FatModelAuth
Wikipedia defines Authorization as:
“the function of specifying access rights to resources”
Fat Model Auth allows the resources themselves to define these rights.
Install
Add to Gemfile
$ gem fat_model_auth
Fat Model Auth is a simple, clean authorization system for Rails
How simple?
ArticlesController
before_action :load_article
def edit
end
def update
end
private
def load_article
Article.find(params[:id])
end
We want to ensure only the Article's author can view the edit page or update the article.
Add a before filter to the articles_controller:
before_action :auth_required, only: [:edit, :update]
Since this is the article controller, the resource in question is the @article.
auth_required must be called after the resource is already loaded.
Like this:
before_action :load_article, only: [:edit, :update]
before_action :auth_required, only: [:edit, :update]
auth_required will infer the name of the resource from the controller. In the case of articles_controller, it will look for an @article instance variable.
Try and view the articles#edit page from a browser, or event better: re-run the spec.
You should get an exception:
undefined method 'allows' for #<Article:0x204a8d8>
This means the gem is working correctly.
fat_model_auth has generated a call to the @article model:
@article.allows(current_user).to_edit?
You need to define a current_user
method in the application_controller, so that the current user is passed in for evaluation.
If current_user
is nil
, the controller will always return access_denied.
In the Article Model
- Add the following:
allows :edit, :update,
if: -> (article, user) { article.author == user }
The article model now supports the allows instance method, with 2 chains:
@article.allows(current_user).to_edit?
- called from the #edit action when using the auth_required before_action.

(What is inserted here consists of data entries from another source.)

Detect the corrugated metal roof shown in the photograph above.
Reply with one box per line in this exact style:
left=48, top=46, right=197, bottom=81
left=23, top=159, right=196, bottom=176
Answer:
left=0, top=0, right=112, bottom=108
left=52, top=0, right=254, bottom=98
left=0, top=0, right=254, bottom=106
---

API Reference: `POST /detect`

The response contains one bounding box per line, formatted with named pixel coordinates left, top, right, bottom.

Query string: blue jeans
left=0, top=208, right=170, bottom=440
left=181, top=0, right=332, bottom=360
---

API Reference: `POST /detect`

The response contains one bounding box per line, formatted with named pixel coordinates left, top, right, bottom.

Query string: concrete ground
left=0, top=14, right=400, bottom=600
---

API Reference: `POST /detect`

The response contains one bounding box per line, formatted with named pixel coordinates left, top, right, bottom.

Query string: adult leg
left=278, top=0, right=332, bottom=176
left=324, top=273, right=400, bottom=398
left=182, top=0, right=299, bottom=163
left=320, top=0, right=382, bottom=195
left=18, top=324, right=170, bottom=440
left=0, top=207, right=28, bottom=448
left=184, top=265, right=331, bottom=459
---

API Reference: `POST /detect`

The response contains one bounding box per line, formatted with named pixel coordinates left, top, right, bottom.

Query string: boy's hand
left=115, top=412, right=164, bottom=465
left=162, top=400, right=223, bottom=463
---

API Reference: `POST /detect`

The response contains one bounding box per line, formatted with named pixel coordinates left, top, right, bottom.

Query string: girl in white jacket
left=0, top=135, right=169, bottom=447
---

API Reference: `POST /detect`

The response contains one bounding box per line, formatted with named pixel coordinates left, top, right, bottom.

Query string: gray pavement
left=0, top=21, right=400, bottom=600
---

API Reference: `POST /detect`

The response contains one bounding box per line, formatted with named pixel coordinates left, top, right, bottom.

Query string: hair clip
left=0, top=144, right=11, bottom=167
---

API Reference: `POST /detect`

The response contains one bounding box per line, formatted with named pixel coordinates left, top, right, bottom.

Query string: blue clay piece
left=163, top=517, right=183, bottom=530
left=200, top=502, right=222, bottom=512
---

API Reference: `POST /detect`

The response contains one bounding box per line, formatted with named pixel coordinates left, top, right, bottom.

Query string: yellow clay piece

@article.allows(current_user).to_update?
- called on the update action.
Access Denied is 404
Trying to access a resource without permission returns 404.
By returning 403 (Forbidden) you might be revealing potentially sensitive information.
404 = that doesn't exist.
403 = Yes that does exist, but you need to try harder to get access to it.
New & Create
When dealing with the #new & #create actions we need a slightly different approach.
Quite often we will build the new object in the action.
def create
@article = current_user.articles.build(params[:article])
return if access_denied?
end
When you call access_denied? fat_model_auth will ask the @article if access is allowed.
The following call is generated for you:
@article.allows(current_user).to_create?
What if you need different rules for different actions?
allows :edit,
if: -> (article, user) { article.author.can_edit? }
allows :update,
if: -> (article, user) { article.allows_updating? }
allows :delete,
unless: -> (article, user) { user.can_delete?(article) }
Both if: and unless: symbols are supported.
What if you are loading an @article in the StoriesController
We need to tell the controller which object will act as the authority.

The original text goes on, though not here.